In an interview with Us Weekly, Lewis said that Cohen, who is an executive producer of Still Flipping Out, found his remarks ““inappropriate and insensitive.”
“I thought I killed, but Andy did not,” he said.
“I have apologized. Look, I know this guy. We’ve known each other for 18 years. He vents and, look, I sincerely did apologize,” Lewis said. “Now I gotta give him time to cool off.
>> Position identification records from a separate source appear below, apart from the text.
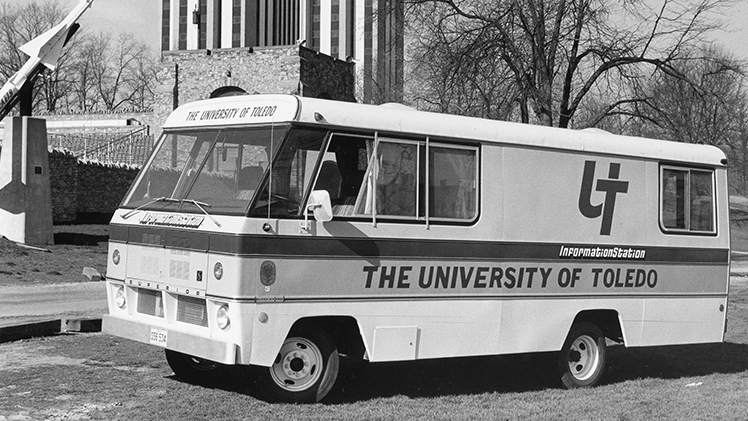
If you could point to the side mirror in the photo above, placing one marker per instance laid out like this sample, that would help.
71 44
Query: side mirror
319 203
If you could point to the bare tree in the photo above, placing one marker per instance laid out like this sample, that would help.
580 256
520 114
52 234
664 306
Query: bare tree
560 51
700 104
449 74
118 69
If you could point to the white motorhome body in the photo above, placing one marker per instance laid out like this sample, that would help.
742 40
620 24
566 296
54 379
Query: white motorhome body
444 236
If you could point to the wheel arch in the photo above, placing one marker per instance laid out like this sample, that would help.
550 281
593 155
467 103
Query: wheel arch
343 330
607 320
My experience with him, he’ll get back to me in one to three weeks.”
“I’ll talk to you in three weeks,” he added.
“I’m sorry you didn’t like our panel,” Lewis wrote on Instagram.
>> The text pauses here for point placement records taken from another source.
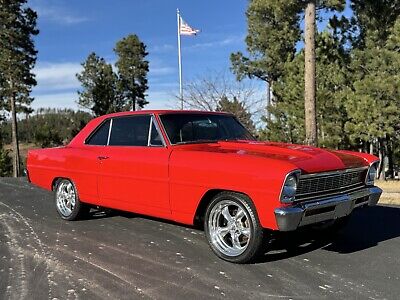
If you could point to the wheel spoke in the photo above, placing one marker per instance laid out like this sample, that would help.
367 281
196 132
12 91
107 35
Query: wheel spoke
223 231
227 215
240 214
235 241
245 231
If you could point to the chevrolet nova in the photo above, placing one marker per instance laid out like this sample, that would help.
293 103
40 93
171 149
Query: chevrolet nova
202 168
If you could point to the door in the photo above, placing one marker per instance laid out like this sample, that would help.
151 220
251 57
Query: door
133 167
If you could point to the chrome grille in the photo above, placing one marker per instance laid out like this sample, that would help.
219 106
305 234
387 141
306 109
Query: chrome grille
330 183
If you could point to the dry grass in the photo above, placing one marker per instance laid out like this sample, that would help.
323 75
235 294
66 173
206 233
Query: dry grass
391 191
389 186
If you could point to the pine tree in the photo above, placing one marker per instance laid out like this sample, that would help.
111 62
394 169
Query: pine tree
132 70
17 58
99 86
273 32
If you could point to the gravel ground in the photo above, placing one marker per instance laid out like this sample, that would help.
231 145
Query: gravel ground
126 256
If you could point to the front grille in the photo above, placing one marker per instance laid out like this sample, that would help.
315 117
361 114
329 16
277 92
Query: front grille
330 183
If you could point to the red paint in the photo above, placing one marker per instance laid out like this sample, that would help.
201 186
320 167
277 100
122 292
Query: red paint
169 182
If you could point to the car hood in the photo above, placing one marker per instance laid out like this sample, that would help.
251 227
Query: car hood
308 159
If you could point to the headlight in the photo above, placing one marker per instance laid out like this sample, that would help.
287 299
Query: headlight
371 175
290 187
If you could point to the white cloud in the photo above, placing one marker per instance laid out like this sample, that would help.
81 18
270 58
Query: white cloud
220 43
56 76
48 11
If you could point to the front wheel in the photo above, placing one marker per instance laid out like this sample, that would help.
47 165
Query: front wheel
67 201
232 228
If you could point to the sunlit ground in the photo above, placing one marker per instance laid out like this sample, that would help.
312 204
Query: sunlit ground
391 191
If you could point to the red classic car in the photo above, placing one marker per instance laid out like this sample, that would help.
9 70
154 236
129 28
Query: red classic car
203 168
Jeff Lewis says he was ‘angry’ at Bravo after ‘Flipping Out’ was canceled
Earlier this year, Lewis opened up about his complicated history with Bravo during an appearance on the My Friend, My Soulmate, My Podcast podcast.
“I had left Bravo, and I don’t want to pretend like, ‘Oh, I decided to spend more time with my family.’ No. They didn’t renew my contract.”
After Flipping Out was canceled, Lewis starred Hollywood Houselift With Jeff Lewis, which ran for two seasons on Amazon’s now-defunct Freevee service. But he always kept in touch with the decision-makers at Bravo.
“I had burned a few bridges, but I didn’t burn the house down. I was angry at the time, when they didn’t renew the contract. I didn’t like the reasoning behind it,” he said. “It wasn’t that there was low ratings or that people lost interest. It was the Bravo executives who felt the show could not go on without Jenni. And I disagreed and I actually proved them wrong.”
But Lewis also admitted that the cancellation might have been a blessing in disguise. Soon after, his life “collapsed” as he navigated his grandmother’s death, the end of his relationship and an ugly custody battle, and a lawsuit.
“I don’t know if that would have been the best look for me had we continued,” Lewis said. “Especially after my 10-year relationship ended I was spiraling. I was self-destructing. I mean, if you though old Jeff, 2009 Flipping Out was bad, it was bad. I mean, there might have been behavior I could not come back from.”